小学校の卒業と共に引っ越しをして、公立中学校に転校したのだけれど、これまたありがたいことに、すぐに友達ができた。
彼とは今でも仲がいいし、とてもいいやつだと思っている。
とはいえ、「それはちょっと…」と思うところもいろいろあるし、しばらく連絡を取っていなかった時期もある。
向こうも同じように、僕に対していろいろ不満を持ちつつも、かれこれ30年以上にもなる絆を保っていてくれる。
どれだけ付き合いが長くても、お互いのことを完全に理解することなんて無理だと思っている。
でも、根本的に「こいつはいいやつだな」と思えるから、今でも付き合いが続いているんだろうなぁ。
『わたしたち』の主人公2人は、どっちも小学生。
子供は子供なりの理屈があり、大人の事情もそれなりには理解していて、それでもやっぱり学校や塾といった「狭いコミュニティ」にとらわれがちになる。

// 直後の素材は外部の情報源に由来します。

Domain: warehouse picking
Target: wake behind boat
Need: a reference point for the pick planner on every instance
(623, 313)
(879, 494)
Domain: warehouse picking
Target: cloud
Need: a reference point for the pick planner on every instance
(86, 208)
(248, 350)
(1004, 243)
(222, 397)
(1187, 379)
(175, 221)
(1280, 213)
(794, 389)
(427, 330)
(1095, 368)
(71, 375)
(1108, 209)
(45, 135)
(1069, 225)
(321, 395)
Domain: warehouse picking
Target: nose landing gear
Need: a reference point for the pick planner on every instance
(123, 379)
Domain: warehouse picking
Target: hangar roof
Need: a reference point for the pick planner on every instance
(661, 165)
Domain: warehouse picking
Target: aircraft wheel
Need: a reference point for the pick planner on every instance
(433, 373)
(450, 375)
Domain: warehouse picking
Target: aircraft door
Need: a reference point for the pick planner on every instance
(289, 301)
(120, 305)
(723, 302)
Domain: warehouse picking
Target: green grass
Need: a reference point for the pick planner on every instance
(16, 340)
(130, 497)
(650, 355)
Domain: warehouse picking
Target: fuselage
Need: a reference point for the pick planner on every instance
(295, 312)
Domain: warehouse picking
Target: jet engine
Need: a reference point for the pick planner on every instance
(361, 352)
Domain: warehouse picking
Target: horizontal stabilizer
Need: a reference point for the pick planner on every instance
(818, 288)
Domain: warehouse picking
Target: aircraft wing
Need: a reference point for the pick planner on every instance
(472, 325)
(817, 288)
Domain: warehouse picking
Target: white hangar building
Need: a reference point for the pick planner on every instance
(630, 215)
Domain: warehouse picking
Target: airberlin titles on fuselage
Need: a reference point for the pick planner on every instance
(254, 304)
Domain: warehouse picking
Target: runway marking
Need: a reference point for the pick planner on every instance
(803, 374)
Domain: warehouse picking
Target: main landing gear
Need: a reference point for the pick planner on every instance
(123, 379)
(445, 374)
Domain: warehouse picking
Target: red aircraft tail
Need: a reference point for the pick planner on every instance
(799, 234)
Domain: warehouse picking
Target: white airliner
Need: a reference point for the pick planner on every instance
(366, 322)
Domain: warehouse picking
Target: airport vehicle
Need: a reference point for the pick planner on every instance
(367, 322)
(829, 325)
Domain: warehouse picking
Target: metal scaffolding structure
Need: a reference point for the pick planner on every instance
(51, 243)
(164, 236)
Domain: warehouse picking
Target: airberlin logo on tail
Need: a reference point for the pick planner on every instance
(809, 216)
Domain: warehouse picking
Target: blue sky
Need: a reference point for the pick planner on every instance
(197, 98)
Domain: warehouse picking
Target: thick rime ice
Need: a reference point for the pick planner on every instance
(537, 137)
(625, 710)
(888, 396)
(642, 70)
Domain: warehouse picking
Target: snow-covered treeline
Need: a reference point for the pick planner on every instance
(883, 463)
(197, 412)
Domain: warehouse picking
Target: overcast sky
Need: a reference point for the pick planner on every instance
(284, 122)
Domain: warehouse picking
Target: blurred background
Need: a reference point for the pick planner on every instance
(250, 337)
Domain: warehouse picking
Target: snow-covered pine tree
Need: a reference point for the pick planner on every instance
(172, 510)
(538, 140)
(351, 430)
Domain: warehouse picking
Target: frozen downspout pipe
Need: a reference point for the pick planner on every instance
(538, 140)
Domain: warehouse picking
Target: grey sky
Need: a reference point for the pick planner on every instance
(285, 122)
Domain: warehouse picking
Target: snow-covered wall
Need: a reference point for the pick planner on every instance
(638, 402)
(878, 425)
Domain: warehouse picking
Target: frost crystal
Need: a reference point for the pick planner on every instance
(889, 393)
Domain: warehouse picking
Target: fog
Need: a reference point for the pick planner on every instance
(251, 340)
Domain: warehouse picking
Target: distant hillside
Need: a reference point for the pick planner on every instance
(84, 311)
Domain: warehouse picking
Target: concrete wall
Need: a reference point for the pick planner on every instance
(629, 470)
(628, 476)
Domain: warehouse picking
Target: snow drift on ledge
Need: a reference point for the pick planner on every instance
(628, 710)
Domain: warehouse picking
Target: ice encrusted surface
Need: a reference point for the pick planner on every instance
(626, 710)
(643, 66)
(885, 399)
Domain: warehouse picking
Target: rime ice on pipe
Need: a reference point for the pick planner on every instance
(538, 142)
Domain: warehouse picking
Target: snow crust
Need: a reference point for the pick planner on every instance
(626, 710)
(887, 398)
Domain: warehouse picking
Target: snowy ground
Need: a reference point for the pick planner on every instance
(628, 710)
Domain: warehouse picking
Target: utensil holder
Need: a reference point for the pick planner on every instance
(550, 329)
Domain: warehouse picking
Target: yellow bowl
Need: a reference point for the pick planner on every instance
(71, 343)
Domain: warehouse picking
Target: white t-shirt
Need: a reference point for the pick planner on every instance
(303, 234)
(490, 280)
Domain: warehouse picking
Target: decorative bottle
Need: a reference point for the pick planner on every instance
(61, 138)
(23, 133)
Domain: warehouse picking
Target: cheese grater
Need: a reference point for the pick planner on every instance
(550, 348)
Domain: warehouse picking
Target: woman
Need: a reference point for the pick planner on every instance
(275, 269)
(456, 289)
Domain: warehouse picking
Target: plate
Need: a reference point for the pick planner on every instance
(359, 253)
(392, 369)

大人なら他愛ないことと済ませることでも、子供には無理なこともある。
大人なら意固地になることであっても、子供なら素直に謝れることだってある。
今となってみれば後悔することや、苦笑いすることもたくさんあるけれど、あの時の「わたしたち」はそうするしかなかった。
あのとき、自分の背後で起きていたことに気づくすべがあれば…
あのとき、もうちょっとだけ我慢していれば…
あのとき、ほんのちょっとだけ広い心が持てれば…
たくさんの後悔とともに「わたしたち」は生きている。
この映画は、そんな「わたしたち」の昔と今につながる物語です。